I am not sure why the film was shot in Italy – other perhaps than it is based on an Italian novel – there is little that it does that could not be served by shooting the same plot anywhere else in the world. That said, the film achieves something beautifully dazzling out of its locations. The opening scenes are filled with stunning shots of the mist-covered estate, a big beautiful rundown villa and overgrown sculpted gardens, while fallen heads of statues casually litter in the grounds.
Emilia Clarke inherits a role that was originally cast with Maggie Gyllenhaal. Clark comes on the back of her breakout role as Daenerys Targaryen in tv’s Game of Thrones (2011-9). There she commands the show was a regal air and it has made her name known around the world. She has been snapped up into several roles on the basis of that – the new Sarah Conner in Terminator Genisys (2015), the romantic film Me Before You (2016) and here. In all examples, it been a case of her presence failing to transfer to the big screen and her 5’2″ frame seeming dwarfed by the show around her. One suspects that her Game of Thrones role was a happy marriage of some great writing and her stepping into the part with just the right quality that brought it to life. On the other hand, here she just seems quiet and demure, which is what the role requires, but crucially is also something that fails to bring it to life.
The other complaint one would make about Voice from the Stone is that it is slow going. The pace is quiet. It is fully two-thirds of the way through the show before we get anything that could be considered spooky. Even then most of it is played deliberately ambiguously – the film has more than a few resemblances to the classic psychological ghost story The Turn of the Screw (1898) – see The Innocents (1961) for detail – and its story of a nanny on a big overgrown estate who cannot be sure if the children she tends are seeing ghosts or not. There is not constant profusion of scenes intended to make you jump that you get in almost any modern ghost story.
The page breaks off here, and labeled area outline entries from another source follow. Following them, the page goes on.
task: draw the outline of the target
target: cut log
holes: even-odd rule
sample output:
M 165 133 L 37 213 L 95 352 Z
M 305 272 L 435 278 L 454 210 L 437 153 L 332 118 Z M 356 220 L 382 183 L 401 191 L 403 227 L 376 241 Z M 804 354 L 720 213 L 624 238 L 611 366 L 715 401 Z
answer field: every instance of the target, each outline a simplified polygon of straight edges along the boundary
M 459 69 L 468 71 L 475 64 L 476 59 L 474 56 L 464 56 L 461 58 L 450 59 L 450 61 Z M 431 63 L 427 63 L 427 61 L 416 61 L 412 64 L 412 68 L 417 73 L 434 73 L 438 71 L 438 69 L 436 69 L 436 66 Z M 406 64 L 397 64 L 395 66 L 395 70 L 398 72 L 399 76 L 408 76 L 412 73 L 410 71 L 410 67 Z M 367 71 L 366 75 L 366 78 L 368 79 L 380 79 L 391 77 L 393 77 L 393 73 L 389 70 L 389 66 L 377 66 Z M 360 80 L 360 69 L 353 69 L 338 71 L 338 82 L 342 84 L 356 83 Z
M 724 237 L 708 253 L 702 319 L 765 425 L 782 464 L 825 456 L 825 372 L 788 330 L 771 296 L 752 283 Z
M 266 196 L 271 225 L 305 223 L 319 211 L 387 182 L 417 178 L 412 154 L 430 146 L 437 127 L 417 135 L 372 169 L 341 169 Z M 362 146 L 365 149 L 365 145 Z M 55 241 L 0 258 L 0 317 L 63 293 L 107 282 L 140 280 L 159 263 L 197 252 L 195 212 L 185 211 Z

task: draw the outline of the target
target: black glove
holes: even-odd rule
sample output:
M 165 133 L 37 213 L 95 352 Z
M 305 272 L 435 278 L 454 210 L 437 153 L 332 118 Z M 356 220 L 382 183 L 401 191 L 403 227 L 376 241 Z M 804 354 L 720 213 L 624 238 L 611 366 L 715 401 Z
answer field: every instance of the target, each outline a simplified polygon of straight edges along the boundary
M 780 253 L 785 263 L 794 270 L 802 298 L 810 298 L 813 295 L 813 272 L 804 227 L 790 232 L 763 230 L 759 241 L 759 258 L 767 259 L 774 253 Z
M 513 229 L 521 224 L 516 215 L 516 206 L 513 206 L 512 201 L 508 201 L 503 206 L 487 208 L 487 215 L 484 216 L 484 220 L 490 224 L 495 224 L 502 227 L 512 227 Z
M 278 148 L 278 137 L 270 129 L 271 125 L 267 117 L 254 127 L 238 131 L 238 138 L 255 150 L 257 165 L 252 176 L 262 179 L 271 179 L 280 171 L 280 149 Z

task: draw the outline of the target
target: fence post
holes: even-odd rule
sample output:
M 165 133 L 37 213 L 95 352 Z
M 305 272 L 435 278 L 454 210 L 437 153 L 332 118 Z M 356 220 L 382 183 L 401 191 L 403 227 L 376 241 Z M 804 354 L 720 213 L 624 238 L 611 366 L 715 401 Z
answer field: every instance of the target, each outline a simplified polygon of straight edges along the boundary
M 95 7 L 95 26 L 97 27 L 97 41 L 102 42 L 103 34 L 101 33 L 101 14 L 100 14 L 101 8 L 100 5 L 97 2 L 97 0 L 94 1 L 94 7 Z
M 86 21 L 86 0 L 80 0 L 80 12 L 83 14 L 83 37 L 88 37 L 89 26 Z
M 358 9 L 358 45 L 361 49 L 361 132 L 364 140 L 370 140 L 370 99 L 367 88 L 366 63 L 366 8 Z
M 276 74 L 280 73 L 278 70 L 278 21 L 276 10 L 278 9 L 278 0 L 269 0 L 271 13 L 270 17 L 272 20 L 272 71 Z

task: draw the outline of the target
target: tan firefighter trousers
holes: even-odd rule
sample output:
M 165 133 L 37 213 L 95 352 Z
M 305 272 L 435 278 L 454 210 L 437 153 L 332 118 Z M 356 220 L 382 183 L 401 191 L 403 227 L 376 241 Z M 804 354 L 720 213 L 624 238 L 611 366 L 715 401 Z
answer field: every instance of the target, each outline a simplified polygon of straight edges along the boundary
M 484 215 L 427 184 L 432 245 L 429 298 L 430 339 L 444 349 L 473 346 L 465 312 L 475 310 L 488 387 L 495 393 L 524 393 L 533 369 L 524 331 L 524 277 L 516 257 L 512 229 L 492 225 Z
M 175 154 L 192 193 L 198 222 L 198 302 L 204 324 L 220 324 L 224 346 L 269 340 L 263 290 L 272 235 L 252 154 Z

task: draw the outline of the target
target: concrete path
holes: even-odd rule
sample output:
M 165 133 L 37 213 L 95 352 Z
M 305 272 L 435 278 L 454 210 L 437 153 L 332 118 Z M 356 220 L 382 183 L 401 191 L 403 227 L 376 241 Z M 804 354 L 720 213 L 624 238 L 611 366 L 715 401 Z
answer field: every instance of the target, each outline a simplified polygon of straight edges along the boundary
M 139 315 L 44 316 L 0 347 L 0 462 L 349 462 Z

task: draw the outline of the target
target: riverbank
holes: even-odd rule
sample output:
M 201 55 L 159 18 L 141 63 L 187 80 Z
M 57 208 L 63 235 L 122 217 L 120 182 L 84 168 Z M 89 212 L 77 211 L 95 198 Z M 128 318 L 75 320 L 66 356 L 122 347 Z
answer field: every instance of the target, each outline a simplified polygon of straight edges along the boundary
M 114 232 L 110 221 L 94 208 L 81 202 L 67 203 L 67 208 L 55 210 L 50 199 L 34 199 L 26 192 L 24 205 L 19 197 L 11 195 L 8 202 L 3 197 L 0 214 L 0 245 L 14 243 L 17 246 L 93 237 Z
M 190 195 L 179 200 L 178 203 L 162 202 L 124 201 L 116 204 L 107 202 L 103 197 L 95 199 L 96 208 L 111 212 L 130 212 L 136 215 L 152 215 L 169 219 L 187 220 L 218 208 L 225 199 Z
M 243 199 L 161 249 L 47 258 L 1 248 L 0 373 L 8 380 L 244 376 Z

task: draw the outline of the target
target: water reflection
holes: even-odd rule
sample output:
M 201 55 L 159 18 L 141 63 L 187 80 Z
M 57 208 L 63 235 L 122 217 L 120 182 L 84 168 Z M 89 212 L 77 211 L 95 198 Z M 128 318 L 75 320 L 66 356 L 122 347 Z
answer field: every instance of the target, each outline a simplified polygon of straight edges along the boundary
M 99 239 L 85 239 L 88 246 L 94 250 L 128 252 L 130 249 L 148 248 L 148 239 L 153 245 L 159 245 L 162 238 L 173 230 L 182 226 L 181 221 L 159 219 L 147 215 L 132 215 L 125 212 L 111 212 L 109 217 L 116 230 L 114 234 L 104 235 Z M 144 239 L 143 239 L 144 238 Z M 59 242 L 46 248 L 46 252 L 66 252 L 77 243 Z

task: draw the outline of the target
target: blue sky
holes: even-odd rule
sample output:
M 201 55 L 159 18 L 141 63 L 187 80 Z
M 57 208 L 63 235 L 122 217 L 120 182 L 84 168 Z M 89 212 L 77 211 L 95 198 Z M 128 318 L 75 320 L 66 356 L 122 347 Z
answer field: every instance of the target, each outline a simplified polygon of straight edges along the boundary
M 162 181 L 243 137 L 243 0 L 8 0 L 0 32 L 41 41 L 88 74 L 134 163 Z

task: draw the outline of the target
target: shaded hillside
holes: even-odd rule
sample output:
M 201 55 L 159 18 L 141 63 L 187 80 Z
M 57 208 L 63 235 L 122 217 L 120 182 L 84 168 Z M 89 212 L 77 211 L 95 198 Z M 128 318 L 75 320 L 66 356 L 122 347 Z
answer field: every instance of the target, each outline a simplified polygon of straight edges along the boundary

[PLOT SPOILERS]. There is the twist later in the film that reveals one of the characters is not there but this feels fumbled and old hat, one that we have seen many times before. The film reaches an ambiguous ending where we are left not entirely sure if Emilia Clarke is possessed by the spirit of the dead mother as suggested by the scene where she tells Edward George Dring “I am here” and in the final shot where she sits down to play the piano.
(Nominee for Best Cinematography at this site’s Best of 2017 Awards).